Improve RabbitMQ performance by reducing ha replicas

Currently we do not follow the RabbitMQ advice on replicas here: https://www.rabbitmq.com/ha.html#replication-factor Here we reduce the number of replicas to n // 2 + 1 as advised above. The hope it this helps speed up recovery from rabbit issues. Related-Bug: #1954925 Change-Id: Ib6bcb26c499c9884faa4a0cd51abaec00cacb096
2021-12-17 17:34:44 +00:00 · 2021-12-17 17:34:44 +00:00 · 6cf22b0cb1
parent e13072a98d
commit 6cf22b0cb1
2 changed files with 25 additions and 1 deletions
--- a/ansible/roles/rabbitmq/defaults/main.yml
+++ b/ansible/roles/rabbitmq/defaults/main.yml
@ -89,10 +89,16 @@ rabbitmq_cluster_partition_handling: "pause_minority"
 # More details see:
 # https://www.rabbitmq.com/ha.html#promoting-unsynchronised-mirrors
 rabbitmq_ha_promote_on_shutdown:
+# The number of rabbitmq replicas should follow this advice:
+# https://www.rabbitmq.com/ha.html#replication-factor
+# This means, if you have three rabbit nodes, we request two
+# replicas of all queues and exchanges.
+# Note: this assumes an odd number of rabbitmq nodes.
 # If no replica count is specified, replicates across all nodes with definition
 # "ha-mode":"all". Otherwise, uses
 # "ha-mode":"exactly","ha-params":{{ rabbitmq_ha_replica_count | int }}
-rabbitmq_ha_replica_count:
+rabbitmq_server_count: "{{ groups[role_rabbitmq_groups] | length }}"
+rabbitmq_ha_replica_count: "{{ (rabbitmq_server_count | int // 2 + 1) }}"

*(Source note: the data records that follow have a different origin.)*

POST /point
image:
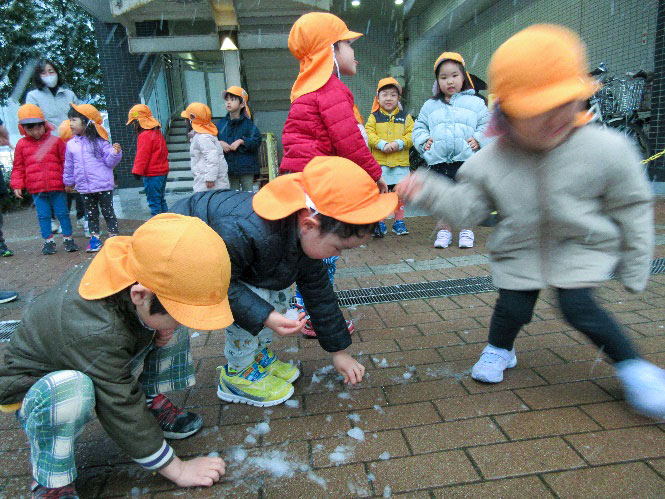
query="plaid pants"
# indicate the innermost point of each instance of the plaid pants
(57, 407)
(242, 347)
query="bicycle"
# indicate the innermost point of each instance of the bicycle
(618, 104)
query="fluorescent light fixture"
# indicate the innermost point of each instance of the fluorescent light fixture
(227, 44)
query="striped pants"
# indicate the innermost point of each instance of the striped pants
(57, 407)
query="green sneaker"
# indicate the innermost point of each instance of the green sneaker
(268, 360)
(252, 386)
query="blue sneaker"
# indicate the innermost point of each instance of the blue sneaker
(399, 228)
(380, 230)
(7, 296)
(94, 245)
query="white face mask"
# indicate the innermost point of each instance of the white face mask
(50, 81)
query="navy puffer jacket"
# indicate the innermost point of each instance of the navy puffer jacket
(267, 254)
(245, 159)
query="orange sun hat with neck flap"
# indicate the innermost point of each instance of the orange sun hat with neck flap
(165, 256)
(94, 117)
(142, 114)
(201, 118)
(384, 82)
(239, 92)
(538, 69)
(310, 41)
(330, 185)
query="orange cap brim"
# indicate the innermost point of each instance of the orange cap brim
(286, 195)
(541, 100)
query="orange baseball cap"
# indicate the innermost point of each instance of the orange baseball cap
(384, 82)
(65, 131)
(29, 113)
(541, 67)
(333, 186)
(90, 112)
(201, 118)
(165, 256)
(239, 92)
(310, 41)
(142, 113)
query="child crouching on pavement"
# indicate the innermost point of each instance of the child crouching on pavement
(278, 237)
(78, 343)
(574, 203)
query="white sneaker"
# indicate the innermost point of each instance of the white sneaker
(466, 239)
(493, 361)
(443, 239)
(644, 386)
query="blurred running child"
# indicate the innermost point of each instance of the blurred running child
(89, 163)
(570, 214)
(240, 140)
(275, 238)
(152, 157)
(389, 130)
(75, 352)
(38, 168)
(450, 128)
(209, 167)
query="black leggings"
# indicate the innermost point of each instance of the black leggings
(514, 309)
(93, 201)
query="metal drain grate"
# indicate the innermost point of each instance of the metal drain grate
(434, 289)
(6, 330)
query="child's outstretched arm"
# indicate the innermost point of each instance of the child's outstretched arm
(629, 202)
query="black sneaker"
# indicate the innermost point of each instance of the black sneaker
(174, 422)
(49, 247)
(41, 492)
(70, 245)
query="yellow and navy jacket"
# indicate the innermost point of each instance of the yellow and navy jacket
(382, 128)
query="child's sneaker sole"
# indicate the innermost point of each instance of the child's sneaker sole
(237, 399)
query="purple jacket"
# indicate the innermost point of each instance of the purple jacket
(89, 173)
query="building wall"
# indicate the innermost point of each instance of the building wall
(620, 33)
(124, 75)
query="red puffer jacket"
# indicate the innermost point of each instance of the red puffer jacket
(152, 156)
(38, 164)
(322, 123)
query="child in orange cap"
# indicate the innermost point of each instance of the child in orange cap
(275, 238)
(38, 168)
(209, 167)
(450, 128)
(389, 130)
(152, 157)
(571, 214)
(78, 344)
(89, 163)
(240, 140)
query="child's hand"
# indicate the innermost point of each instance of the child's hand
(383, 187)
(352, 370)
(409, 187)
(282, 325)
(197, 472)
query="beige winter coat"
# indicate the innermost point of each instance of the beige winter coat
(207, 162)
(568, 217)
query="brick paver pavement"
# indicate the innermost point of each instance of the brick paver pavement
(557, 426)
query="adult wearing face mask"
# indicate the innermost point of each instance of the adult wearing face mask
(50, 93)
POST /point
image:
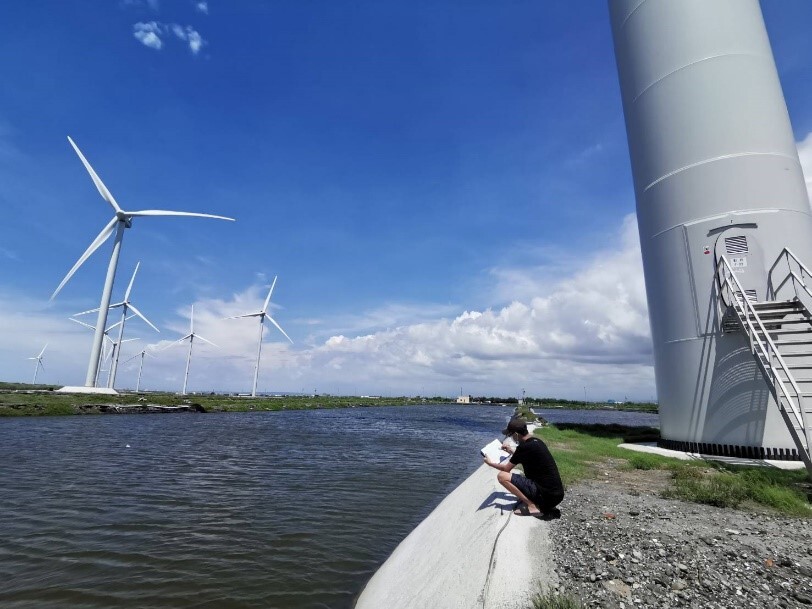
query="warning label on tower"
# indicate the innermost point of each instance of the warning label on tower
(738, 262)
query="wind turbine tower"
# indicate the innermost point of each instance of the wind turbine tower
(140, 366)
(126, 306)
(121, 221)
(191, 336)
(262, 315)
(38, 365)
(725, 223)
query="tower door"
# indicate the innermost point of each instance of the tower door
(744, 254)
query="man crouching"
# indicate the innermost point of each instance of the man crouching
(540, 490)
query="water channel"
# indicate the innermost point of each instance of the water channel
(285, 510)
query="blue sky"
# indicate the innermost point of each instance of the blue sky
(443, 189)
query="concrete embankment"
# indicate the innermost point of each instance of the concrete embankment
(470, 552)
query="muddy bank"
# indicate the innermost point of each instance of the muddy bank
(622, 546)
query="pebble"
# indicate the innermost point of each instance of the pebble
(699, 558)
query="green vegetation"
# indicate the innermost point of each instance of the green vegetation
(584, 451)
(570, 404)
(551, 600)
(27, 400)
(734, 486)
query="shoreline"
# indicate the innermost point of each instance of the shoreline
(618, 544)
(43, 402)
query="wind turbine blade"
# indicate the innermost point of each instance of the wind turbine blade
(180, 340)
(96, 310)
(130, 287)
(97, 242)
(149, 323)
(161, 212)
(246, 315)
(205, 340)
(118, 323)
(278, 327)
(81, 323)
(133, 357)
(268, 300)
(106, 195)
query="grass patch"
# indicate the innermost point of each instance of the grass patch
(582, 451)
(579, 449)
(551, 600)
(732, 486)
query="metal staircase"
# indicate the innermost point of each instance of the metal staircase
(779, 330)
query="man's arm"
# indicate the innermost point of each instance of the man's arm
(504, 466)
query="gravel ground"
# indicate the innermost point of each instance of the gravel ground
(621, 547)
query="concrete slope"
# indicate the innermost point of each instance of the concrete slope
(471, 552)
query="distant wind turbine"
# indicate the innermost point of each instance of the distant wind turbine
(38, 365)
(126, 306)
(140, 366)
(191, 336)
(122, 219)
(262, 315)
(102, 353)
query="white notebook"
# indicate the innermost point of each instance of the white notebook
(493, 450)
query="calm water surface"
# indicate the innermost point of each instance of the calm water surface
(287, 510)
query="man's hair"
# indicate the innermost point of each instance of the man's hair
(516, 425)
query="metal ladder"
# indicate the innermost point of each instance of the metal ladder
(779, 330)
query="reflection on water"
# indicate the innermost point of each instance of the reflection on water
(287, 510)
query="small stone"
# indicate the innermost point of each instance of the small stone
(618, 587)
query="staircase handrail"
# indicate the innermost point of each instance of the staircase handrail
(765, 353)
(786, 252)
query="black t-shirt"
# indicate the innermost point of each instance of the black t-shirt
(539, 465)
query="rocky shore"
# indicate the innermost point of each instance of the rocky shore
(618, 546)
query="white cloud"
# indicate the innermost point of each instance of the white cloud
(149, 34)
(152, 4)
(589, 329)
(190, 36)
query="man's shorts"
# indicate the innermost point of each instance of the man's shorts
(529, 489)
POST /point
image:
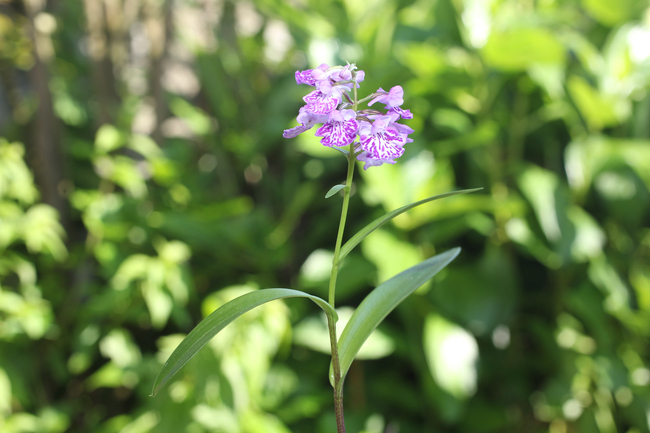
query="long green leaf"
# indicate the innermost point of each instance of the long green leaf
(361, 234)
(219, 319)
(381, 301)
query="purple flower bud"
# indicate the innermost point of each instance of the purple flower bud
(321, 103)
(373, 162)
(321, 73)
(381, 140)
(304, 77)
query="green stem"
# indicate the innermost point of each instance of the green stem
(331, 323)
(339, 237)
(338, 381)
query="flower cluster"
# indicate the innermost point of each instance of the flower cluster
(381, 138)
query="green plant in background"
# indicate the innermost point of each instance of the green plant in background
(381, 140)
(152, 127)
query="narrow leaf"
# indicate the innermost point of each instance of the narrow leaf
(361, 234)
(219, 319)
(381, 301)
(333, 190)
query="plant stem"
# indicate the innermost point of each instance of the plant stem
(339, 237)
(338, 382)
(331, 322)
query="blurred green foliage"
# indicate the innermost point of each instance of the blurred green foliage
(159, 187)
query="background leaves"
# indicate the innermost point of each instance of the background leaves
(144, 182)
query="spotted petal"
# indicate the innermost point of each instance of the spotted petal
(384, 145)
(320, 103)
(338, 133)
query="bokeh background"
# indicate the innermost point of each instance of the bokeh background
(144, 181)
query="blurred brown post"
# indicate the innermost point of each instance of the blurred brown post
(43, 140)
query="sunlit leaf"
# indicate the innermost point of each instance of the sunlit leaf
(381, 301)
(218, 320)
(451, 354)
(361, 234)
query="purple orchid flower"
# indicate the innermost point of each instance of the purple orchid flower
(340, 130)
(307, 121)
(381, 139)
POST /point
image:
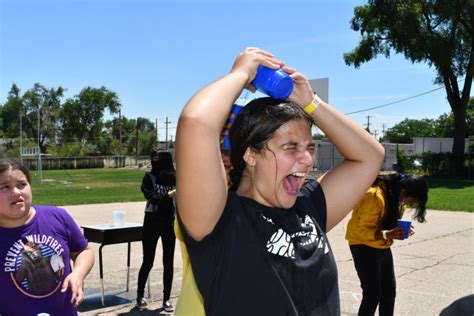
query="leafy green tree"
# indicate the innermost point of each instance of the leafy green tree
(11, 113)
(404, 131)
(439, 32)
(38, 100)
(81, 116)
(445, 122)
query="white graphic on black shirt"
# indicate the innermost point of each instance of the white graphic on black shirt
(280, 243)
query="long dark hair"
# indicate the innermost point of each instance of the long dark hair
(162, 165)
(392, 185)
(256, 124)
(14, 165)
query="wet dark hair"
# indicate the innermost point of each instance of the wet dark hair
(392, 185)
(163, 167)
(256, 124)
(14, 165)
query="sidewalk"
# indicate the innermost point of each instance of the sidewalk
(433, 268)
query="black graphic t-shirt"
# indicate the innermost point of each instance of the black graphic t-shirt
(268, 261)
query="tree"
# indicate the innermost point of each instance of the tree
(37, 101)
(81, 116)
(11, 113)
(445, 122)
(404, 131)
(45, 103)
(439, 32)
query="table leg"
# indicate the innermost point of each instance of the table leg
(128, 265)
(101, 274)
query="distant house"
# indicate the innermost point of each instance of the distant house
(327, 155)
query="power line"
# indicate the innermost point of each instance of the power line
(395, 102)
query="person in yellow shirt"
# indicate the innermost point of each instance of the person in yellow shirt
(190, 301)
(371, 231)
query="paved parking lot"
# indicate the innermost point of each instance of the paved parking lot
(433, 268)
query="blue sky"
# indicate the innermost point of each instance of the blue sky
(155, 54)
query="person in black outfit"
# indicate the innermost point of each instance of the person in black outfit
(158, 222)
(263, 249)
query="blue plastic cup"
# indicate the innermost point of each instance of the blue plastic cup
(406, 225)
(273, 82)
(234, 111)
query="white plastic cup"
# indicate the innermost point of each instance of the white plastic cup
(119, 218)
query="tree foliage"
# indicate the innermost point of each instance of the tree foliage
(404, 131)
(82, 116)
(438, 32)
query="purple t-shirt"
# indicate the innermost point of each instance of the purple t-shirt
(35, 259)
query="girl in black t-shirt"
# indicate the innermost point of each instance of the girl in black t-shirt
(158, 222)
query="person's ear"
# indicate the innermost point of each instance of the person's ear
(250, 156)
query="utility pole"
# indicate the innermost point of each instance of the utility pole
(157, 138)
(136, 144)
(21, 142)
(40, 171)
(166, 137)
(120, 131)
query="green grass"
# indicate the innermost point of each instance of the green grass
(87, 186)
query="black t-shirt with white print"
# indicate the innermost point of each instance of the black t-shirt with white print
(267, 261)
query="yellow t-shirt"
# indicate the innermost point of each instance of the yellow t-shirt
(190, 302)
(366, 215)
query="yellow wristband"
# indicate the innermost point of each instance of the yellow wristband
(313, 105)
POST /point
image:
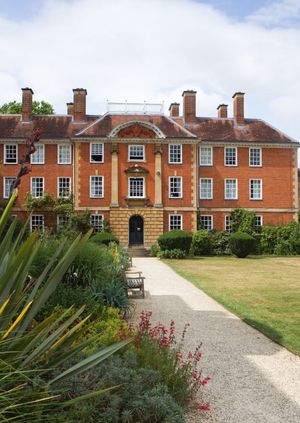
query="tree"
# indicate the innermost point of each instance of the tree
(38, 108)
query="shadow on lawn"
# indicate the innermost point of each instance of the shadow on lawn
(242, 362)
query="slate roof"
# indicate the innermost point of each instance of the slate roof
(205, 129)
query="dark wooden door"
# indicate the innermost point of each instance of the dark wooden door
(136, 230)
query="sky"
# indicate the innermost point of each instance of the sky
(152, 50)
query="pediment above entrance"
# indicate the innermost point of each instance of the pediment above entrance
(136, 129)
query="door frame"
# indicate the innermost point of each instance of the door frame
(143, 220)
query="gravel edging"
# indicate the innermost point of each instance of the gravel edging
(254, 380)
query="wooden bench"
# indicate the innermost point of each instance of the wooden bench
(135, 282)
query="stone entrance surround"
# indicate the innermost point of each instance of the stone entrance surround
(153, 224)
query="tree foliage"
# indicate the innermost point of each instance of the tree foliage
(38, 108)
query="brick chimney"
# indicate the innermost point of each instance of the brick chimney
(222, 110)
(26, 104)
(70, 109)
(174, 109)
(189, 105)
(238, 107)
(79, 104)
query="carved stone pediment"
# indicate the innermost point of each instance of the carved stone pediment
(136, 170)
(136, 131)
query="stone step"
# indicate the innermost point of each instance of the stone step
(138, 251)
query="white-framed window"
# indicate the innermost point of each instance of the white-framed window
(7, 186)
(231, 189)
(64, 154)
(62, 221)
(227, 224)
(10, 153)
(63, 186)
(206, 222)
(37, 186)
(255, 157)
(206, 188)
(136, 153)
(96, 152)
(96, 187)
(97, 222)
(37, 222)
(255, 189)
(258, 221)
(175, 221)
(175, 153)
(206, 156)
(175, 187)
(38, 157)
(136, 187)
(230, 156)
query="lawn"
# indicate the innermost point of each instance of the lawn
(263, 291)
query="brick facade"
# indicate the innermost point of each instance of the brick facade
(152, 134)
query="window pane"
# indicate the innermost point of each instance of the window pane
(255, 189)
(10, 153)
(64, 154)
(175, 221)
(96, 152)
(206, 188)
(175, 187)
(230, 156)
(136, 187)
(97, 222)
(96, 188)
(37, 222)
(255, 157)
(8, 184)
(38, 156)
(175, 153)
(64, 187)
(206, 222)
(205, 156)
(37, 187)
(136, 152)
(230, 189)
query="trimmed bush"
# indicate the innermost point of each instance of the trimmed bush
(175, 239)
(176, 254)
(201, 243)
(104, 238)
(241, 244)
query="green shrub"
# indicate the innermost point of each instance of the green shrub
(243, 220)
(104, 238)
(220, 243)
(93, 263)
(241, 244)
(140, 397)
(201, 243)
(173, 254)
(154, 250)
(175, 239)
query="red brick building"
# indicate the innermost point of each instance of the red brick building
(146, 172)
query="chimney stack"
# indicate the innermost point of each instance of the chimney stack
(189, 105)
(79, 104)
(26, 104)
(174, 109)
(222, 110)
(238, 107)
(70, 109)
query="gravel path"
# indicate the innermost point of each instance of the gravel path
(254, 380)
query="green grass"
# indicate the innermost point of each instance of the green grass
(263, 291)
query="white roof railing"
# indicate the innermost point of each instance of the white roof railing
(135, 108)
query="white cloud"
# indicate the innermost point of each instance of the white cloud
(151, 50)
(283, 13)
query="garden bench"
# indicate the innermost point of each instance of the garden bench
(135, 282)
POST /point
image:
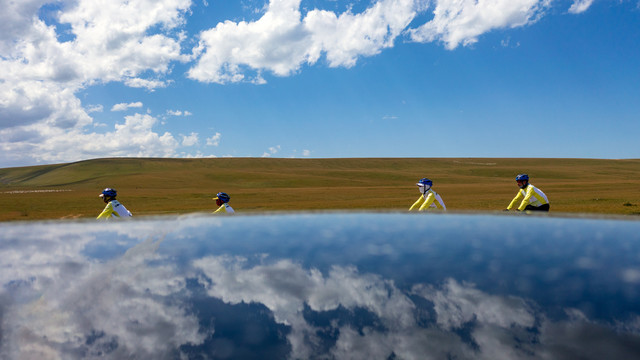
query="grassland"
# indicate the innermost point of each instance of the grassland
(178, 186)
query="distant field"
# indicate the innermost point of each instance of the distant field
(178, 186)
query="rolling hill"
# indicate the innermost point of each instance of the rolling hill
(151, 186)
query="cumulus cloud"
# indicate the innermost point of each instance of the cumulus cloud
(50, 51)
(282, 41)
(190, 140)
(272, 151)
(125, 106)
(580, 6)
(458, 22)
(178, 113)
(46, 60)
(214, 140)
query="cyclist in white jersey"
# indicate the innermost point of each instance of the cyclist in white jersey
(531, 198)
(222, 200)
(428, 197)
(113, 209)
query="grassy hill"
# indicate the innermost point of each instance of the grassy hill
(176, 186)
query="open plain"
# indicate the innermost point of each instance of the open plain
(153, 186)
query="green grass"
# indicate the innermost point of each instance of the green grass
(178, 186)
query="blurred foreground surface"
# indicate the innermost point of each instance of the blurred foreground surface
(333, 285)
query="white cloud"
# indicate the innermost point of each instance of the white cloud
(214, 140)
(458, 22)
(190, 140)
(580, 6)
(272, 151)
(281, 41)
(125, 106)
(145, 83)
(95, 108)
(178, 113)
(42, 67)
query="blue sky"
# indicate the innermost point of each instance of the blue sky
(318, 79)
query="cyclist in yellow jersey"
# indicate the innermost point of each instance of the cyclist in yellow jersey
(113, 209)
(428, 198)
(222, 200)
(530, 197)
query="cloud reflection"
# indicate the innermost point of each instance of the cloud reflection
(67, 306)
(77, 292)
(451, 320)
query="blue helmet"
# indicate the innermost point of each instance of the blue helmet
(425, 182)
(108, 192)
(223, 197)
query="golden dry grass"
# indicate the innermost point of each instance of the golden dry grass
(178, 186)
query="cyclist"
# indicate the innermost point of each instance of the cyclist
(428, 197)
(222, 200)
(530, 197)
(113, 209)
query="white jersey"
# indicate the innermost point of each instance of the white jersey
(114, 210)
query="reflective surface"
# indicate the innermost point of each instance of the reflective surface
(339, 285)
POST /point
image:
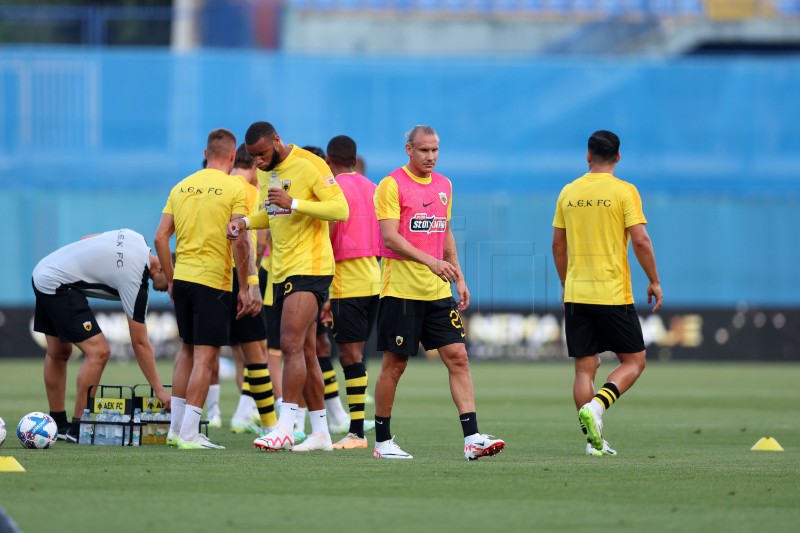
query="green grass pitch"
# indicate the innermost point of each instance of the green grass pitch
(683, 435)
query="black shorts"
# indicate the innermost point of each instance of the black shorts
(65, 314)
(353, 318)
(263, 276)
(202, 313)
(317, 285)
(403, 324)
(248, 328)
(322, 327)
(272, 318)
(593, 329)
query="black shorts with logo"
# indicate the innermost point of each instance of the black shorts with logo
(202, 313)
(322, 327)
(65, 314)
(248, 328)
(272, 318)
(353, 318)
(317, 285)
(593, 329)
(403, 324)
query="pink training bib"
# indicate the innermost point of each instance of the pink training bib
(423, 212)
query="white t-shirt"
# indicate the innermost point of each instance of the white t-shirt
(114, 265)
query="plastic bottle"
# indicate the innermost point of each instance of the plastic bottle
(161, 428)
(102, 429)
(137, 429)
(148, 431)
(85, 432)
(118, 431)
(274, 183)
(126, 429)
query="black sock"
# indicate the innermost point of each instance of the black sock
(469, 423)
(382, 430)
(61, 419)
(607, 395)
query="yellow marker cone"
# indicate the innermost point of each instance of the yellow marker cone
(767, 444)
(9, 464)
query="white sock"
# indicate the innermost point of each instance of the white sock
(176, 417)
(337, 413)
(288, 413)
(191, 422)
(468, 439)
(300, 419)
(212, 400)
(319, 422)
(245, 408)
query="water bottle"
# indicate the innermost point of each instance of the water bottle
(137, 429)
(118, 431)
(274, 183)
(85, 432)
(148, 431)
(126, 429)
(101, 428)
(161, 428)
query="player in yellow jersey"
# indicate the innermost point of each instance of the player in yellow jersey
(248, 334)
(302, 197)
(419, 262)
(597, 215)
(354, 294)
(200, 283)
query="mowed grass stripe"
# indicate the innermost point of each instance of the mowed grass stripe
(683, 433)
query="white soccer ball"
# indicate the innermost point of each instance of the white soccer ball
(37, 431)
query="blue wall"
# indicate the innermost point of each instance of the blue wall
(92, 140)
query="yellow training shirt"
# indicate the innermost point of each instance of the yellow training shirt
(301, 243)
(356, 277)
(251, 206)
(202, 205)
(596, 210)
(404, 278)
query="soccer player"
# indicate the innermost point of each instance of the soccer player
(115, 265)
(302, 197)
(200, 284)
(248, 334)
(419, 262)
(338, 420)
(597, 215)
(356, 283)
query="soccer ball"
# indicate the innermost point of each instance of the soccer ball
(37, 431)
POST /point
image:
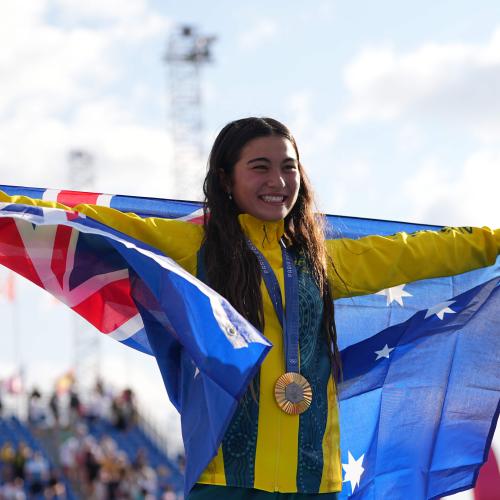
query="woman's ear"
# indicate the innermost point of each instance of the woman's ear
(225, 180)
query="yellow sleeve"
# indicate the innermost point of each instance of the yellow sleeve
(180, 240)
(372, 263)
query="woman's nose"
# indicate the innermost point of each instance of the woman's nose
(276, 179)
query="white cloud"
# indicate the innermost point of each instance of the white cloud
(461, 196)
(58, 92)
(458, 82)
(258, 34)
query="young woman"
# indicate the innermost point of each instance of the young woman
(262, 247)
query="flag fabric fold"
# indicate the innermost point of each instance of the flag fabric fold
(397, 344)
(419, 401)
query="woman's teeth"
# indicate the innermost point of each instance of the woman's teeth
(273, 199)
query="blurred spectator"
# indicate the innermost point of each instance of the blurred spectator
(36, 472)
(124, 411)
(55, 488)
(7, 456)
(23, 453)
(145, 476)
(54, 408)
(98, 404)
(36, 410)
(13, 489)
(75, 407)
(181, 462)
(168, 493)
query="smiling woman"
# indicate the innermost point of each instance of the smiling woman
(263, 248)
(266, 180)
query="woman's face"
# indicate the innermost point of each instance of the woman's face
(266, 179)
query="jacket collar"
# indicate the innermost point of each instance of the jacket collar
(265, 235)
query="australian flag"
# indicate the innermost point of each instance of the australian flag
(420, 394)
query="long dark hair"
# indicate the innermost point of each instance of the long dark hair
(231, 267)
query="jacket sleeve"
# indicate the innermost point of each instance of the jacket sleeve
(372, 263)
(180, 240)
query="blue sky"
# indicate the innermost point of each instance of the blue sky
(395, 105)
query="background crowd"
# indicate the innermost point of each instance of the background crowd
(87, 436)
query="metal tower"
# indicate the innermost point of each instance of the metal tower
(87, 348)
(187, 51)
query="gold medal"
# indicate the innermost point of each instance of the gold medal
(293, 393)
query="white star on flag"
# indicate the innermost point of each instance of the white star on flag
(440, 309)
(396, 293)
(353, 470)
(384, 352)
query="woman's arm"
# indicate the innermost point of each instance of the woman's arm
(373, 263)
(180, 240)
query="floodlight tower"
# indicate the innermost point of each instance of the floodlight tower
(187, 51)
(86, 343)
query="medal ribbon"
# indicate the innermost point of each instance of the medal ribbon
(290, 320)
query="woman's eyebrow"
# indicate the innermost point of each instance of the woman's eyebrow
(262, 158)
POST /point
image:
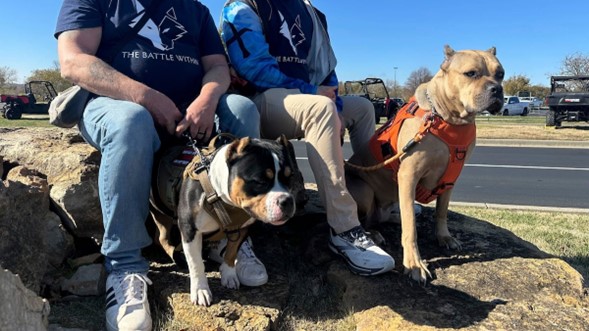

 rabbitmq_extra_config: {}

 ####################
--- a/releasenotes/notes/rabbitmq-ha-improve-performance-8f29c7657d2999dd.yaml
+++ b/releasenotes/notes/rabbitmq-ha-improve-performance-8f29c7657d2999dd.yaml
@ -0,0 +1,18 @@
+---
+upgrade:
+  - |
+    RabbitMQ replica count has changed from n to (n//2+1) where n is the number
+    of RabbitMQ nodes. That is, for a 3 node clusters, we request exactly 2
+    replicas, for a 1 node cluster, we request 1 replica, and for a 5 node
+    cluster, we request 3 replicas. This only has an effect if
+    `om_enable_rabbitmq_high_availability` is set to `True`, otherwise queues
+    are not replicated. The number of mirrored queues is not changed
+    automatically, and instead requires the queues to be recreated (for
+    example, by restarting RabbitMQ).
+    This follows the good practice advice here:
+    https://www.rabbitmq.com/ha.html#replication-factor
+    A major motivation is to reduce the load on RabbitMQ in larger
+    deployments. It is hoped, the improved performance should also
+    help rabbitmq recover more quickly from cluster issues.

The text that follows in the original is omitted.